Agonist analogues of
LHRH are of potential value in the management of oestrogen-dependent conditions in women. However, their clinical effectiveness is a direct consequence of ovarian suppression which is in itself associated with adverse effects, in particular loss of bone mass. They are thus unsuitable for long-term use in premenopausal women with benign conditions but in future may have a wider role in combination with other agents. In women with
uterine fibroids,
therapy leads to reduction of uterine volume and alleviation of symptoms although the benefit is rapidly reversed when
therapy ceases. Although there is a theoretical potential for combined
therapy, successful combinations have yet to be identified. Thus, at the present time, agonists of
LHRH do not offer a true alternative to surgery for the majority of women. They will be of value where there is a contra-indication to surgery and for women approaching the age of the natural menopause. They may also be of use prior to surgery, both in controlling symptoms and in reducing surgical morbidity and blood loss.

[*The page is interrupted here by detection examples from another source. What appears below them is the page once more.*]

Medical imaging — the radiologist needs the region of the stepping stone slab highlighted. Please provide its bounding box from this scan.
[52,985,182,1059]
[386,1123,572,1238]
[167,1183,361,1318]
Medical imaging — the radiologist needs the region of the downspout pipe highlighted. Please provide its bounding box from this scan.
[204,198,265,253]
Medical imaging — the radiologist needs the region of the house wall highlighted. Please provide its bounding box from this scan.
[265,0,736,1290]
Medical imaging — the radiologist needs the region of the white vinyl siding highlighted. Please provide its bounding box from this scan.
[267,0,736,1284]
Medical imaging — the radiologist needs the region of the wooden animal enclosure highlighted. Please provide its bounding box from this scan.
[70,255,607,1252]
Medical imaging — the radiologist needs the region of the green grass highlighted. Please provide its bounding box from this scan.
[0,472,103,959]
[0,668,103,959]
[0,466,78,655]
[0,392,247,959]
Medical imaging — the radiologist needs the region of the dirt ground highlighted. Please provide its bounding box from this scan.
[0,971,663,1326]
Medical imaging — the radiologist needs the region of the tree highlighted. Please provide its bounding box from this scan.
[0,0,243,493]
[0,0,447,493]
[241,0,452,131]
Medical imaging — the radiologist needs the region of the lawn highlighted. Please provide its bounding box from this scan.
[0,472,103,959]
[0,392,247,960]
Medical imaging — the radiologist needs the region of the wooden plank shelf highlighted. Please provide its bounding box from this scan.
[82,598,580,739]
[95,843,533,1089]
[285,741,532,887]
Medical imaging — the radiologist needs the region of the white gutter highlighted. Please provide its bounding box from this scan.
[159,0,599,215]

LHRH agonists appear to be beneficial in the management of some women with severe
premenstrual tension but intensify symptoms in others. Particular care is required in selection of women for such
therapy because of the uncertain nature of the condition and its high rate of response to placebo
therapy. Response is dependent on the degree of ovarian suppression and long-term use of
LHRH agonists alone is clearly undesirable. However
LHRH agonists alone or in combination with ovarian
steroids are of potential value as a research tool. In premenopausal women with advanced
breast cancer, concerns about the long-term effects of
therapy with
LHRH agonists are less important and these drugs offer a medical alternative to
oophorectomy as first-line treatment in women with oestrogen receptor-positive tumours. Future developments are likely to include evaluation of combined
therapy and comparative studies in women with early disease. As such studies involve long-term treatment, they will generate very useful information about the effects of
therapy. This will be of great value to clinicians evaluating the role of
LHRH agonists in the management of benign conditions.